Getting results in the 100,000 Genomes Project – The Journey
The first attempt to sequence a whole human genome took 13 years – all 3 billion letters of the genetic code. Super fast new technology means this can be done in as little as 24 hours today.
In practice, because we batch genomes together for efficiency, it takes us 3 days to sequence a whole genome.
But sequencing is only the beginning.
Looking for a needle in a haystack
When we look at your genome, we are looking for a needle – a glitch – in a vast haystack. The first thing we need to do is make the haystack a bit smaller.
Luckily human genomes are 99.8% the same. But that’s still around 4 million potential differences, most of which are healthy variations that make us the individuals we are.
Sequencing your genome produces two files of info. One is the raw data – all six billion letters. The other is what’s called a variant call file. That’s the 4 million. This is the ‘small’ haystack we now work with.
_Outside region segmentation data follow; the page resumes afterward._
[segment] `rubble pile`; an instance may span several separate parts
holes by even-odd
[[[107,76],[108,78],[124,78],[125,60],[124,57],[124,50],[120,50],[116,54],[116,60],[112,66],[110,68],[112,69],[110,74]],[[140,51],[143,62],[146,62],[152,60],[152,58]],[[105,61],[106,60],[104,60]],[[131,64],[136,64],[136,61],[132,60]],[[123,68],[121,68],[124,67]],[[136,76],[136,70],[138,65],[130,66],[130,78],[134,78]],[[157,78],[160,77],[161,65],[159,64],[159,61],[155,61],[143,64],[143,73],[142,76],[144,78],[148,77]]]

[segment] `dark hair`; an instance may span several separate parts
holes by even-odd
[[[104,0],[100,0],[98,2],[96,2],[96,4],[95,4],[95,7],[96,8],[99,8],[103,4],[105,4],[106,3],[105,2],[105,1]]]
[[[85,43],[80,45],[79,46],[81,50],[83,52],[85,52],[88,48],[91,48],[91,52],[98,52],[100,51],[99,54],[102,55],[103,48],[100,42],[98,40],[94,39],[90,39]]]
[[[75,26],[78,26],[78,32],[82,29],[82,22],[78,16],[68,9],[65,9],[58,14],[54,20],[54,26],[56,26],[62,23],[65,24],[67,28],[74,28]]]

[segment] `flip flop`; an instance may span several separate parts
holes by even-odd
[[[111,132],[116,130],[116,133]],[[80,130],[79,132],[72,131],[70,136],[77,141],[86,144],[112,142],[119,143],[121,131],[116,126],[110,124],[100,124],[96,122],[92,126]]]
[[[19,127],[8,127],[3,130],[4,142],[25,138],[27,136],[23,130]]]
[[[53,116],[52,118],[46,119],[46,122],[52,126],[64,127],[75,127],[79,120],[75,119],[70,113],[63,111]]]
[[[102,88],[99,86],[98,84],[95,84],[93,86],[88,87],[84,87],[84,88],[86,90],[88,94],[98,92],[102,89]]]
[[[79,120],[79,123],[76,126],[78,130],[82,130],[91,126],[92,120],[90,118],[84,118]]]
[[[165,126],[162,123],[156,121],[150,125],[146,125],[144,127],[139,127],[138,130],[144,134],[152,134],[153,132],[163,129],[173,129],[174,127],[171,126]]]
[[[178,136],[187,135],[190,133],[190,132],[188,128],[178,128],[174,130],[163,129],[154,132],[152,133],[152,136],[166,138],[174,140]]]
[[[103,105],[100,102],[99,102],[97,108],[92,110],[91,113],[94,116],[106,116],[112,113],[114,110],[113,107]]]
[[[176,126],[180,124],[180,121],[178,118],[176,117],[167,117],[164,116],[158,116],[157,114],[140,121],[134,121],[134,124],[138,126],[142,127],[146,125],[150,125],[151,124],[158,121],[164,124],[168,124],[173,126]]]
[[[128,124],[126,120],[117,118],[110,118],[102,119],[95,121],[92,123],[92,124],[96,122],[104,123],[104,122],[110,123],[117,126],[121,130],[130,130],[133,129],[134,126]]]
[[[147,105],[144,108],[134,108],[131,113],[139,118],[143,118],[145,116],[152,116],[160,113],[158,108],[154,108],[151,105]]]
The process so far has largely been automatic. (Though at the time we started this project, no-one in the world had sequenced 100,000 whole genomes – and we’ve made something sound easy that even 5 years ago would have been thought impossible. Hats off to Illumina who do this for us in Cambridge.)
Next comes the bit that takes the time.
Call in the Bioinformaticians
Bioinformaticians – scientists who are brilliant at organising information and spotting patterns – trawl through the 4 million, looking for the glitches that might possibly account for someone’s symptoms. They decipher how each one might affect a person and pull from the many, many hundreds of potential ‘needles’ – changes that might possibly be responsible for a problem. This bit is called ‘annotation’.
But they’ve still got hundreds and hundreds of potential suspect glitches. A small haybale’s worth.
“Trawling through the 4 million used to take a year or more.”
Some of these now get discarded thanks to a filtering system which uses special tools that can access huge databases of knowledge. Out for instance go changes where there’s good evidence that they’re commonly found in the population and don’t cause a problem. Out also go changes that don’t fit the disease in your family.